Wieso? Weil das Leben nicht ausreicht, voller „eindrucksvolle(r) und daher unvergessliche(r) Enttäuschungen”..? Aber wenn Dietl mit eben diesen beginnt, sind sie schon verwandelt. Und es sind nicht mehr die psychologischen Tricks des Kindes, das angesichts der Perfektion rundum – über die Mutter sagt er, daß, was „ihre Hände verließ, […] wie gebügelt” aussah – improvisiert und auch einigermaßen Amorphes rhetorisch adelt, man sehe doch, was das sei, verkündet er „verächtlich[e]”. Nein, es liegt am Zauber, der sich entwickelt, wo Dietl aus einem vielleicht nur scheinbaren Desinteresse an der Wahrheit an diese näher herankommt, als es mancher Realist vermag, sie aber auch durchschauend nicht zu ernst nimmt, wo sie sich aufdrängt. Schmäh, aber ohne Zynismus. Dem entspricht der Wechsel der Perspektive, distant von ihm, doch dann sich das Ich gleichfalls gestattend.
Realität: mächtig. Immerhin nimmt Realität den Glauben; aber den an die Realität – oder an einen, der sie entschuldigen könnte, so erklärt Dietl den Atheismus einer seiner Großmütter, während die andere betet. Der Betenden erzählt er auch, er liebe sie mehr als die Gottferne, der er es umgekehrt gesagt hätte, doch nicht sagen mußte, „solche Fragen stellte diese lebenserfahrene Frau nicht.”
Der Betenden ist diese Erfahrung, die wenig glaubt, aber dafür sich im Träumen vollendet, „unseriös”, eine „dämonische, auch heldenhafte” Seite gewinnt Dietl dem ab, dank der gottfernen Oma, die Witwe zudem des Schauspielers Fritz Greiner da schon ist. Beides dann im Eindruck O.W. Fischers, prima vista „untadelig seriös”, aber Choleriker, dessen Katzen Dietl sittet. Und so entwickelt sich ein Bild ums andere, filmartig, ein ungeheuer gutes Auge für Details zeichnet den Erzähler Dietl aus, was ihn zum Regisseur machte – oder: was er als Regisseur lernte.

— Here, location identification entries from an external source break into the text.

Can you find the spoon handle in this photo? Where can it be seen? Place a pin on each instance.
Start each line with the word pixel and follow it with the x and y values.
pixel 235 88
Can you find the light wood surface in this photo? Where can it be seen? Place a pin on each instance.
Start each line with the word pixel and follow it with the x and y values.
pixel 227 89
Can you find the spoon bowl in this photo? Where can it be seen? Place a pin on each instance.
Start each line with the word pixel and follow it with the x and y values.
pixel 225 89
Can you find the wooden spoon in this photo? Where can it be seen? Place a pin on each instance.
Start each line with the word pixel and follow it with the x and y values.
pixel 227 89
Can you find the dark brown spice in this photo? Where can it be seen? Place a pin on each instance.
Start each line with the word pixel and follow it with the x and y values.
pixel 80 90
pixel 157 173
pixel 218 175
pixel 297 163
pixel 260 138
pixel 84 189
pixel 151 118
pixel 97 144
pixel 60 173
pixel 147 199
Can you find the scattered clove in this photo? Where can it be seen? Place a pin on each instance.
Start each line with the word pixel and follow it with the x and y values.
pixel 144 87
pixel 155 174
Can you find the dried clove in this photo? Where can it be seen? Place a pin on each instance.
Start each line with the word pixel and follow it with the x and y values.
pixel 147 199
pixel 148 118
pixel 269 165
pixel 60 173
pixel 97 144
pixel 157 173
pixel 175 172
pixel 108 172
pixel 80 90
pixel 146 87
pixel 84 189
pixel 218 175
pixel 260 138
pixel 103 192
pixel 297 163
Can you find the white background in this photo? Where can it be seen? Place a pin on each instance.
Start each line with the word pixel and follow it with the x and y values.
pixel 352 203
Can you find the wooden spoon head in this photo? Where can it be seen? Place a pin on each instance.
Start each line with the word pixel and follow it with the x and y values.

Heiter-gelassen, aber nichts bagatellisierend erzählt Dietl sich, aber vor allem seine Welt; und eigentlich die Welt, es gibt große Passagen in diesem unvollendeten Buch, das erratisch ist und dort, wo es durchgearbeitet ist, ganz besonders: nicht wegen des Abbruchs der Arbeit, sondern, weil es da Literatur ist, schlicht dies, ganz und gar nicht unab-, sondern in sich geschlossen, dann darum aus und über sich weisend. Auch über die Erinnerungen; denn der „Todesmarsch von 6887 KZ-Häftlingen”, von dem er später erfuhr, das Bedrohliche, das Falsche, das nicht Durchschaute, all das erspart Dietl weder sich, noch dem Leser. Wahre Schuld benennt er; und „Angst und Schuldgefühle”, die dagegen nur Konstrukte des Katholizismus waren, ebenso. Etwa angesichts der „175er”, der Schwulen, die man nach dem diskriminierenden Paragraphen so nannte, eine Umschreibung des Tabus, die an dieses noch bis ins Juristische zugleich erinnerte, so dumm und inhuman wie das Gesetz, das diese Verbote beinhaltete.
So geht es jedenfalls mit Drive, aber auch Mäandern, die aber sich als stets wichtig erweisen, durch die Jahre, durch die Geschichte, zu der die Erinnerungen würden, zu der Dietl gehörte, doch diese Kapitel sind noch Skizzen oder „Fragmente”; oder fehlen. Anders ausgedrückt:
„Ich bin schon bei fast zweihundert Seiten und noch lange nicht das erste Mal verheiratet.”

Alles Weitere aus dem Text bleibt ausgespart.